What Is Credit History?
Key points about: The definition of credit history
Your credit history is a summary of your experience managing credit accounts and debts.
Credit history is important because it’s used by credit card companies, mortgage lenders, landlords, and employers to determine your creditworthiness and risk.
Your credit score is a number based on your credit history, but the two aren’t the same thing.
If you’re applying for an additional credit card, seeking additional funds with a loan, or other ways to expand your credit, you may need to review your credit score to assess whether you’ll be approved. Or you may be applying for a credit card for the first time and want to know how important your credit history is for your financial future.
If you’re curious about credit history and credit scores, review this guide to help you better understand these important financial terms.
Definition of credit score and credit history
What is a credit history, and what is a credit score? These two important concepts can impact a person’s finances but can be difficult to understand.
Here, we’ll break down what you need to know about credit history and credit scores, and why they’re important.
Your credit history is the information recorded about your experience managing credit accounts and debts. Someone with a good credit history might be eligible for favorable loan terms and flexible account types. Meanwhile, someone with a poor credit history might be subject to higher interest rates.

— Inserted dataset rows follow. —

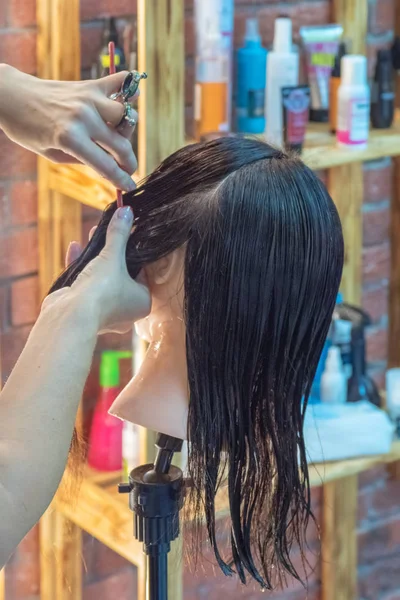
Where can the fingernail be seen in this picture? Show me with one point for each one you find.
(125, 213)
(130, 185)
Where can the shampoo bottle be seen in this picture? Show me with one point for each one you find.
(282, 71)
(353, 103)
(251, 80)
(334, 380)
(105, 445)
(382, 102)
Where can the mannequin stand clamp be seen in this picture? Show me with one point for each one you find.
(156, 497)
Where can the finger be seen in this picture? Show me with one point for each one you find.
(92, 232)
(112, 83)
(73, 253)
(85, 150)
(119, 230)
(116, 144)
(60, 157)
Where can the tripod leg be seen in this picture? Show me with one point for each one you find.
(157, 577)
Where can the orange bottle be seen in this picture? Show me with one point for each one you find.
(212, 87)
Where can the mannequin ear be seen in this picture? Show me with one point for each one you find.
(163, 270)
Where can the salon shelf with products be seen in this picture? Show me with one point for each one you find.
(320, 152)
(62, 191)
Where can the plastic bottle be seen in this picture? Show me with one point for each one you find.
(251, 80)
(333, 380)
(110, 34)
(212, 82)
(334, 85)
(382, 101)
(282, 71)
(353, 103)
(105, 446)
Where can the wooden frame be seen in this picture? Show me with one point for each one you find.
(62, 190)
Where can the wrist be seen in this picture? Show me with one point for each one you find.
(76, 311)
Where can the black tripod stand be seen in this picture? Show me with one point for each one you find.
(156, 497)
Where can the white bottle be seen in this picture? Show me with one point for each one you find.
(334, 380)
(282, 71)
(354, 100)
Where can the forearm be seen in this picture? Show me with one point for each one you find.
(38, 407)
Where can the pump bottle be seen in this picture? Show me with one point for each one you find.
(334, 380)
(105, 445)
(282, 71)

Your credit history is displayed on your credit reports as a list of various financial accounts that are in your name and their status, information about the companies that lent you money, activity on those loans, and more. Your creditors (banks, lenders, utility companies, etc.) report this information to credit bureaus. There are three major credit bureaus: Experian, Equifax, and TransUnion. Your credit history may be different at each credit reporting agency because some creditors may not submit information to all three.
Your credit history includes:
- The number and types of credit accounts you have open, such as credit cards, mortgages, student loans, and car loans
- How long your credit accounts have been open
- Your credit utilization ratio, which is calculated by dividing your outstanding balances by your total credit limit
- Whether or not you’ve made on-time payments
- The number of recent hard credit inquiries
- Any bankruptcies and collections
Not to be confused with a credit history, a credit score is a three-digit number that reflects a consumer’s creditworthiness. Your credit score is calculated based on your credit history, and it can vary depending on which credit bureau you get your credit score from. This is because credit bureaus may use different credit scoring models and as noted above, may have different information they’re using to calculate your score. Some credit scoring models are more widely used than others. For instance, 90% of top lenders use FICO® Credit Scores.1
Why your credit history is important
Credit history is important because credit card companies, mortgage lenders, and landlords use this information to assess your creditworthiness. Basically, they want to understand how you’ve managed your financial commitments in the past to determine whether you’re someone they could trust with a loan of money or property.
These businesses may pull your credit history and credit score to determine the risk of working with you and decide which products and terms you’re eligible for.
Good credit score and history
Lenders may review the specifics of your credit history to see what kinds of accounts you’ve had in the past and how long you’ve had them, in addition to looking at your credit score. A good credit score can help you get approved for lower interest rates and more credit options. A high credit score (which is based on your credit history) tells lenders that you make on-time payments, responsibly maintain your accounts, and keep your credit utilization ratio low. According to FICO, most lenders consider a “good” FICO® Score to be 670 or higher.
Poor credit score and history
On the other hand, a low credit score and poor payment history show lenders that it may be risky to work with you because it suggests that you might have difficulty making payments on time and managing debts. As a result of this increased risk, poor credit history may lead a lender to offer a higher interest rate and a lower credit limit.
Did you know?
If you’ve had trouble managing your finances in the past and have accumulated a poor credit history, it can be hard to get new forms of credit. But it’s not impossible. You can build or rebuild a credit history with a secured credit card. Build your credit history with the Discover It® Secured Credit Card 2 and stay on top of your credit score.
No Credit History
In addition to having a poor credit history, having no credit history can make it challenging to qualify for new credit. You may not have a credit history if you have never had a credit account or borrowed money in your own name, among other things. Lenders who can’t review your credit history are less likely to lend you money.
If you don’t have a credit history, it’s a good idea to open your first account to start building one. While it may be difficult to be approved for certain leases and loans, there are ways to get a credit card with no credit history.
As mentioned before, a secured card can help you start a credit history. If you’re enrolled in college, a you can also build your credit history with the Discover student credit card2. Using your card responsibly by making on-time monthly payments and keeping your balance low can contribute to a strong credit history.
How to check credit history
Your credit history contains a wealth of important information about your financial standing. It’s a good idea to check your credit history regularly to track your progress and meet your financial goals. Through December 2023, you can access your free credit report from each credit bureau once a week. You can request your credit report and credit history for free at annualcreditreport.com.